Should You Ditch Annual Performance Reviews? It Depends. But the answer is definitely 'yes' if you're at a startup and your employees wear many hats.
By Iman Jalali Edited by Dan Bova
Opinions expressed by Entrepreneur contributors are their own.
Old business conventions are dying out. The 9-to-5 workday is slowly being chipped away at, and some workers don't even need to commute to an office anymore. The workplace is changing to accommodate the needs of a constantly moving world, and businesses need to evolve or risk being left behind.
Related: Fix, Don't Nix, Your Performance Reviews
Next on the chopping block: the dreaded annual performance review. More and more companies -- including giants like IBM, Deloitte, Adobe and many others -- are saying goodbye to annual performance reviews. What these companies are realizing is that the traditional performance review doesn't mesh with the workforce of today, nor is it as real-time or near-time as the ever-changing needs of a business.

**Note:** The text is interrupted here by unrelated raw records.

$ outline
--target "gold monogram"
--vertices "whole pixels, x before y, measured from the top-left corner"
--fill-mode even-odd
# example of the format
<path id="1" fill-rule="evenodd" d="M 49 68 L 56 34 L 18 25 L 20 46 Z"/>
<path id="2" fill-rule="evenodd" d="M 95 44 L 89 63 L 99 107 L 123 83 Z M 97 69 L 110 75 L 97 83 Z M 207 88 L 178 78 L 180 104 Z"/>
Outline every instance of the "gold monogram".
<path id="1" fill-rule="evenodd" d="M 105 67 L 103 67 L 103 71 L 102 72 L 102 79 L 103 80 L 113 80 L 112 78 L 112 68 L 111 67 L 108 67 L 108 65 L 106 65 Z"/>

As David Rock and Beth Jones argued in a Harvard Business Review article, "Numerical performance management systems don't take into account how work gets done today. Who sets 12-month goals anymore?" The nature of work has changed, but the performance review hasn't.
One major problem is that the performance review operates on the assumption that a worker's role is static. But today's workforce is full of dynamic workers who fluidly move among roles, sometimes taking on more than one at a time, and constantly experimenting. Just as the idea of the lean startup has become mainstream, so has the lean worker.
The performance review has also always been somewhat flawed; it's meant to improve the future, but it looks to the past. The large-scale theory of improvement that it embodies rarely works when employees are rapidly changing. As IBM's chief human resource officer Diane Gherson told a reporter, employees are always "iterating and experimenting." Distilling an always-changing employee down to a rating isn't fair for the employee or the company.
Performance reviews can further be time-killers. Deloitte, for instance, found that performance management ate up about two million hours a year. The very system that Deloitte depended upon to improve itself as a company turned out to be itself almost completely counterproductive.
Deloitte's managers weren't seeing results because they were too busy working on performance management itself.
Related: 4 Ways to Avoid the Worthless Annual Performance Review and Give Valuable Feedback
So, here's the million-dollar question: Should you ditch performance reviews? Probably, but it depends.
Certainly, if you're at a startup, you should consider dropping the performance review. In fact, if your employees are constantly in motion and wear many hats, you should consider dropping the review, startup or not.
For fast-paced businesses, the key is to create a culture of constant improvement. You should be concentrating on how to improve your business, not over the next year, but over the next few weeks.
Yearly goals can make for a stagnant environment, where performance ultimately suffers. Instead, set short-term goals so you and your company are always moving forward. Utilize tools like 15Five to create an open dialogue among your team members, and keep the feedback-loop going. The more conversation you can create, the better.
What if you're part of a more traditional business, where employees have fairly static roles? The decision gets trickier. It might not hurt to keep conducting performance reviews, but you should still instill that culture of constant improvement. Use performance reviews in tandem with a focus on the future.
Almost every worker needs and deserves ongoing direction instead of waiting a year to hear how he or she can improve and rise within the organization. Real performance-enhancement comes from one-on-one, personalized feedback that creates a direct line of connection with the worker.
After all, it's the manager's job to continuously improve the team and help its members develop; managers shouldn't just be managing performance.
So, think about turning this continuous feedback for performance management into something much more tangible. Performance enhancement happens in real time, and better results occur much more quickly.
Related: Millennials Are Not the Only Ones Who Want Feedback
And that makes sense: Companies are dynamic, perpetually changing entities, so it's about time we viewed performance management the same way.